Pandémie religions et passions

Pandémie religions et passions  

Crise mondiale du coronavirus : comment on est-on arrivé là ? Pour 1000 raisons, parmi lesquelles le goût de la communion dans de grands rassemblements.

Aujourd’hui, on accuse les gouvernants, aussi bien chinois que français ou américains, de ne pas avoir pris la mesure de la menace pandémique.

Laissons de côté le cas chinois qui est extrême : on a réprimé toutes les informations, et donc toute action, en décembre 2019, et même probablement dès novembre.

Passons maintenant aux démocraties :

  • Les démocraties asiatiques, alertées par l’exemple chinois, avaient l’expérience de l’épidémie de SARS et ont des caractéristiques culturelles qui ont été bien médiatisées maintenant. Elles ont donc relativement bien limité les dégâts.
  • Les démocraties occidentales, du fait de leur presse libre, avaient une bonne connaissance des faits. Connaissance qui a fait réagir les pouvoirs publics, peut-être trop progressivement. Mais il faut se souvenir que les « bas bruits » sont noyés dans les controverses du jour qui semblent aujourd’hui secondaires, mais qui accaparaient alors l’attention de chacun. En France le débat sur les retraites, la grève des transports et les tentatives de la relancer, une tension entre les enseignants et le ministère etc.

Bref, les responsables des rassemblements de masse étaient au courant, mais n’y ont pas prêté suffisamment d’attention et ont continué leurs activités habituelles jusque vers la fin de février, et même au début du mois de mars.

Ces rassemblements ont largement contribué à l’accélération de la pandémie, notamment en Corée du Sud, France et en Italie.

Dans le cas des religions, il s’agit de celles qui n’ont pas d’autorité centrale pouvant appeler à la prudence : les protestants, les bouddhistes ou les musulmans.  Je vais rappeler ci-après ceux qui me paraissent liés aux passions religieuses ou laïques :  chrétiens, musulmans, bouddhistes … et « fanas” de foot.

Commençons par les chrétiens.

 

Les rassemblements chrétiens

Les médias français ont à peine remarqué à l’époque le démarrage en flèche de l’infection en Corée du Sud du fait d’une église protestante. Il s’agit de l’Église Shincheonji de Jésus.

Cette église avait organisé une réunion à Daegu, le lieu de naissance de Lee Man-hee, son fondateur, dont les membres croient qu’il a repris le rôle de Jésus Christ et emmènera ses 144 000 membres avec lui au paradis le jour du Jugement.
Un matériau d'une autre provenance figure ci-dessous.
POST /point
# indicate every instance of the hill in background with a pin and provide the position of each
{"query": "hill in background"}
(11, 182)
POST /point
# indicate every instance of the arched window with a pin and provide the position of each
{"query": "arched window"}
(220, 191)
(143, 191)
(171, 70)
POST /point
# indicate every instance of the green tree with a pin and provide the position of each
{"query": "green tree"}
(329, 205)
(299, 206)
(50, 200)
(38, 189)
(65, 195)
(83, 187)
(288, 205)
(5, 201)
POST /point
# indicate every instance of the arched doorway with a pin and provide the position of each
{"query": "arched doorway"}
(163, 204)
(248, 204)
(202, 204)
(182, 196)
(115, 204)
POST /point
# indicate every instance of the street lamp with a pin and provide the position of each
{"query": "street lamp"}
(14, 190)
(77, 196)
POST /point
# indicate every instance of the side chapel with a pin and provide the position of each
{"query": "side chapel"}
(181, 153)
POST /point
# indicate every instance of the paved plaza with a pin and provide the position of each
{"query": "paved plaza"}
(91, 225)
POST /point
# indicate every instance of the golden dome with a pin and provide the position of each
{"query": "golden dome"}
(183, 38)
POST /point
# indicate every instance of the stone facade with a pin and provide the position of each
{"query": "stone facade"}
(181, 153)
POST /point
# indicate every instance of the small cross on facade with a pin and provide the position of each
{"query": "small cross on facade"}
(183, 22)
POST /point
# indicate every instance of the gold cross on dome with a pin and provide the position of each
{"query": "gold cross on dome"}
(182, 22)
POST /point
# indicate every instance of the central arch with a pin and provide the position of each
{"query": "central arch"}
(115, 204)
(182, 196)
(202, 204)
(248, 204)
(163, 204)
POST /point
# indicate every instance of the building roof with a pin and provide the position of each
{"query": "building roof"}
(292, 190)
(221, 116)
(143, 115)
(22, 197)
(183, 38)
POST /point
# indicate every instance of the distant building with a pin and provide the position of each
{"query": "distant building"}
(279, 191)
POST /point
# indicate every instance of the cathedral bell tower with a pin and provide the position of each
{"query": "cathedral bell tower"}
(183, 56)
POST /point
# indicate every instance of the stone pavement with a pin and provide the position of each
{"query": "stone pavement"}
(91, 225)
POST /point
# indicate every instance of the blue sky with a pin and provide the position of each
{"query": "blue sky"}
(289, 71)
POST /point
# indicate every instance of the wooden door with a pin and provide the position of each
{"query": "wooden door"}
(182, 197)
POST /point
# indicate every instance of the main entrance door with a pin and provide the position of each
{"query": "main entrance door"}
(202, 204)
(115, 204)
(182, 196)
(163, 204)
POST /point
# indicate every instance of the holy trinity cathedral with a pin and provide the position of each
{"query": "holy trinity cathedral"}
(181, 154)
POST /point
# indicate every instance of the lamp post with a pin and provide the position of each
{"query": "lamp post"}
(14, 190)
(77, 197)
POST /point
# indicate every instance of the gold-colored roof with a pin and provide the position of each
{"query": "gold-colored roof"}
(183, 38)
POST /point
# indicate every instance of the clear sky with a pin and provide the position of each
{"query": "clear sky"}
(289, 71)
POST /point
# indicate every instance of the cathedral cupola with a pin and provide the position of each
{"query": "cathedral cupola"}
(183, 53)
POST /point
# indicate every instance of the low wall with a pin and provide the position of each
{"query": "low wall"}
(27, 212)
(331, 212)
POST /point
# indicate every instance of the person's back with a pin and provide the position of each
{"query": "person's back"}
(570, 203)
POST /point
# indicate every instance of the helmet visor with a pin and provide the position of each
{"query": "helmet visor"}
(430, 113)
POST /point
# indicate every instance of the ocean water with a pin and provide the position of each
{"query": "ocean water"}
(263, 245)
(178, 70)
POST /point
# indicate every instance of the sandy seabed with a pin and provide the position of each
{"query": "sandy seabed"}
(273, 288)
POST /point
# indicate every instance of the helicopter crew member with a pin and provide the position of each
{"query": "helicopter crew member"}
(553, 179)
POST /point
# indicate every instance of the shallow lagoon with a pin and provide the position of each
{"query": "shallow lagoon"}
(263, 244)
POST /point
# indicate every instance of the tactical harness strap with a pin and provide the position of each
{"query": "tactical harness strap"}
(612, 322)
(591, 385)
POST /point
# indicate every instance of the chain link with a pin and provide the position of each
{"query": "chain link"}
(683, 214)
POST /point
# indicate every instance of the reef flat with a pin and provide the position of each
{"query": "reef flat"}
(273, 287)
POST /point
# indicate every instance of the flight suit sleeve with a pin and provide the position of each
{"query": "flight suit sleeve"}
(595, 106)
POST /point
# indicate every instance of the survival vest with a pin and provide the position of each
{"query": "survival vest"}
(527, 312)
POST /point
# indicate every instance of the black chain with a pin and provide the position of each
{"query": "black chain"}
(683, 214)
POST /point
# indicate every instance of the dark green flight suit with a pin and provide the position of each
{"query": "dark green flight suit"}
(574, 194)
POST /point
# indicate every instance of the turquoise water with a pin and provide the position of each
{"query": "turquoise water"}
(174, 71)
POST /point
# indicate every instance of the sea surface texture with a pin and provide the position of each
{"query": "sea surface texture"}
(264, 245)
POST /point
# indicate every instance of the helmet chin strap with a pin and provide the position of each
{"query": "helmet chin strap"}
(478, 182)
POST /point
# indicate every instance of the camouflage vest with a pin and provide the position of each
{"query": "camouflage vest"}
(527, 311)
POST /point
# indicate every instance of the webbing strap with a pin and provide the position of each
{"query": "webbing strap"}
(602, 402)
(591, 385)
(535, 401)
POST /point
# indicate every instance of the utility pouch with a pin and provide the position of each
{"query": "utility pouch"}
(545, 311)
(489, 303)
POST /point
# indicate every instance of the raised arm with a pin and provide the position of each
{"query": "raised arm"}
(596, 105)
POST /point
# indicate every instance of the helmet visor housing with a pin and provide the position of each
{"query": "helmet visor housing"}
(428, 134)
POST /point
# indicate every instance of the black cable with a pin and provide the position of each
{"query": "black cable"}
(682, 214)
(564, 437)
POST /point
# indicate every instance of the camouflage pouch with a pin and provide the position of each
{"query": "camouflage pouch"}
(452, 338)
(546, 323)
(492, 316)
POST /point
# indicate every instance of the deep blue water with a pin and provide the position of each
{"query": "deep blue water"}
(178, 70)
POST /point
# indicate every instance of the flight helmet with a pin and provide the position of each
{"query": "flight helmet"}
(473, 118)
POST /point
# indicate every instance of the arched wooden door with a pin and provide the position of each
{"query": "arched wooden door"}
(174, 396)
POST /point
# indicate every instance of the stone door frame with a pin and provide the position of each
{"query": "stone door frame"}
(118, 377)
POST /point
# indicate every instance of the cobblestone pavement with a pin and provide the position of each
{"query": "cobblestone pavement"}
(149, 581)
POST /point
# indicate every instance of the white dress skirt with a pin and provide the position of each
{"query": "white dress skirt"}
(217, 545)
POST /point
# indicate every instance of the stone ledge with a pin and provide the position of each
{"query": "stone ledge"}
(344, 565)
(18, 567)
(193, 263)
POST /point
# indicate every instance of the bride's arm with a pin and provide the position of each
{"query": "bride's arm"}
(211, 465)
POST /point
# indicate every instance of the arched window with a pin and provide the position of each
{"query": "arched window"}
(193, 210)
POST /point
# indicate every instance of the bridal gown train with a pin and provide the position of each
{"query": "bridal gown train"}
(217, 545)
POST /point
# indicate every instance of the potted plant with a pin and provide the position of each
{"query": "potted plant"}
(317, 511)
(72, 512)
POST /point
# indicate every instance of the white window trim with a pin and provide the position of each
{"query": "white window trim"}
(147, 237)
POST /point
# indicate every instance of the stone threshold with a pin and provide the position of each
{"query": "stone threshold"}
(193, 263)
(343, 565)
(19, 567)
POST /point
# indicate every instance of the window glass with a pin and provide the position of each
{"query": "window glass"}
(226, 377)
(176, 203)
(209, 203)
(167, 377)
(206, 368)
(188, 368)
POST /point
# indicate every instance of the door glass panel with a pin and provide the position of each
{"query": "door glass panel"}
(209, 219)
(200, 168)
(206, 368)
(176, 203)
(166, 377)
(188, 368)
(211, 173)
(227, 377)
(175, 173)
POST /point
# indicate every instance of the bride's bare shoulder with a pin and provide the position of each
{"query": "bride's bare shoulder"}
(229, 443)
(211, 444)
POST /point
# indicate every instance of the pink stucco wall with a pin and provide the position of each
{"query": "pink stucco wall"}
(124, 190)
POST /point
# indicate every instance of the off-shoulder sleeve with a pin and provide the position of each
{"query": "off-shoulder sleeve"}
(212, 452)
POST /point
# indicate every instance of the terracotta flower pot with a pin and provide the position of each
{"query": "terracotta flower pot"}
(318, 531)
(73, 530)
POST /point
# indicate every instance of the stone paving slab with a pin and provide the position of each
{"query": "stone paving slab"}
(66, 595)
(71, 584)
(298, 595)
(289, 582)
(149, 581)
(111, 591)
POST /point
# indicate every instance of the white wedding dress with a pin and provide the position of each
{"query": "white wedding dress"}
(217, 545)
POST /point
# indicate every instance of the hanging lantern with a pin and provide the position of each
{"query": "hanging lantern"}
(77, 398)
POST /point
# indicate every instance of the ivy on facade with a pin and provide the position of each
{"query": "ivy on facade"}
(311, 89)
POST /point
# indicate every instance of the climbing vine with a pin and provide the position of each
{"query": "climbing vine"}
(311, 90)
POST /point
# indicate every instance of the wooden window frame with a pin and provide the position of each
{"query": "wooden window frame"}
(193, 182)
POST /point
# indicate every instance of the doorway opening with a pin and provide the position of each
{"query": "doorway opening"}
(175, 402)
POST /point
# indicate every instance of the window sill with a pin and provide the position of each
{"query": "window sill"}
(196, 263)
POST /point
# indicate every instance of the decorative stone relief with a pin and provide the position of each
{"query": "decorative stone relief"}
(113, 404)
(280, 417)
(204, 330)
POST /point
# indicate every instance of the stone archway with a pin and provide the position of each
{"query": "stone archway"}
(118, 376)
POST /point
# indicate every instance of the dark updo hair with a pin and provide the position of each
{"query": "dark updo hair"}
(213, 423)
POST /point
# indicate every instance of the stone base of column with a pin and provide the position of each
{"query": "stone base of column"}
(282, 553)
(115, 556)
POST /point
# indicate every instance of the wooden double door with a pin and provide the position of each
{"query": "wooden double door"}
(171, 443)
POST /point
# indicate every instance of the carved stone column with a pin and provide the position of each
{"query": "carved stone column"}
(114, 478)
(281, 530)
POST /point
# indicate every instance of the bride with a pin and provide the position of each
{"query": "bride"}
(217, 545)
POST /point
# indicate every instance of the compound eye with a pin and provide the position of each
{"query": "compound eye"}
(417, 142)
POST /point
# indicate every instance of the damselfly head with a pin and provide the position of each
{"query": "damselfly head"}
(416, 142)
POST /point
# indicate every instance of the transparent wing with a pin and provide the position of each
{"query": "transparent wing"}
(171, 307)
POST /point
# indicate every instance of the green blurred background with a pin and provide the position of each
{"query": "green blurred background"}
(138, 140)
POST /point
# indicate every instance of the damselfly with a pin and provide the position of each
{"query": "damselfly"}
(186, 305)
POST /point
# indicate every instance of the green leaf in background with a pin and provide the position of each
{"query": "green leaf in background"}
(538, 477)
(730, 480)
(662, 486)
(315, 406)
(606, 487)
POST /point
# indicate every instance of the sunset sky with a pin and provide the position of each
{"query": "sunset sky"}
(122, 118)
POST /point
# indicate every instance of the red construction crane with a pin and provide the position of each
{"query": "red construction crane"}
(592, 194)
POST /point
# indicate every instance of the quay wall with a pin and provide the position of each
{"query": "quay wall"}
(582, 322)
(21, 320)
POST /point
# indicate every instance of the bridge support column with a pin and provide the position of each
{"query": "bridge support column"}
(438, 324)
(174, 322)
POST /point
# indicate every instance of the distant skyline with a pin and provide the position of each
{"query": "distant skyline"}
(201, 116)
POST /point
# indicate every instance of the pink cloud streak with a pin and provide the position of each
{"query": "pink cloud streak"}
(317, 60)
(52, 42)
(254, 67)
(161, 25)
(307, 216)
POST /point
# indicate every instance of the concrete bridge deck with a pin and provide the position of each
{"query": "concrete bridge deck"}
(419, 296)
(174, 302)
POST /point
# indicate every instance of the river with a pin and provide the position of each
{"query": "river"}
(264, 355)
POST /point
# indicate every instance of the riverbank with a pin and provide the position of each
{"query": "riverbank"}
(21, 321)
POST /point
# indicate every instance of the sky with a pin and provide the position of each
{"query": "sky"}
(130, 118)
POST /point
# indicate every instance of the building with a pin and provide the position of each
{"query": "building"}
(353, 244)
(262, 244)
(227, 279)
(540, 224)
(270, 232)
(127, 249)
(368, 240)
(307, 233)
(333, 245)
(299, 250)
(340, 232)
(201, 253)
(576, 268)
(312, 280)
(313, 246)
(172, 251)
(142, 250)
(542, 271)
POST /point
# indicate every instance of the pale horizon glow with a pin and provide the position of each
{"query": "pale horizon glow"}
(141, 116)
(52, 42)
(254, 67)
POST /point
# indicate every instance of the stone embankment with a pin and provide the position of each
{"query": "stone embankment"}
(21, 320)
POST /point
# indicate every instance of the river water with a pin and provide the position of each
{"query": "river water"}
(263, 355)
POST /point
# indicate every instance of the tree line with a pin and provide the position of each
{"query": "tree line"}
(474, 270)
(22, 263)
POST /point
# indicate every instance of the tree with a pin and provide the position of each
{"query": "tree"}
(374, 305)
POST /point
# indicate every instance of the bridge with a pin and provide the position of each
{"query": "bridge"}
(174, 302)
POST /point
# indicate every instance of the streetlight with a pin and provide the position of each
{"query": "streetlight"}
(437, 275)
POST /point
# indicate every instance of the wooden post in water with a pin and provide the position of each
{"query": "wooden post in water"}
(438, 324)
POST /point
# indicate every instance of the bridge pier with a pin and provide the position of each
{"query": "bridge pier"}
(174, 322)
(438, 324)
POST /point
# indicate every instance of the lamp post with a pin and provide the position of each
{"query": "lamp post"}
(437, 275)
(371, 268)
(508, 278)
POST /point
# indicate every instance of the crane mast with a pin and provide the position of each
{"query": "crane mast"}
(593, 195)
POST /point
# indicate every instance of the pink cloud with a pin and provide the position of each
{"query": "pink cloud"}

Une personne infectée a été identifiée après avoir contaminé un nombre indéterminé de membres de la secte, et 9 300 membres de cette communauté ont été placés en quarantaine. La secte est suspectée d’avoir dans un premier temps demandé à ses membres de cacher leur possible contamination, ce dont elle se défend.

Les autorités ont identifié la plupart des membres de la réunion suspecte, qui se sont ensuite répandues dans l’ensemble du pays. Elles ont également réussi à les isoler ainsi que les personnes qu’elles ont rencontrées. Une pétition qui a rassemblé un demi-million de signatures a été adressée à la présidence sud-coréenne pour demander la dissolution de la secte.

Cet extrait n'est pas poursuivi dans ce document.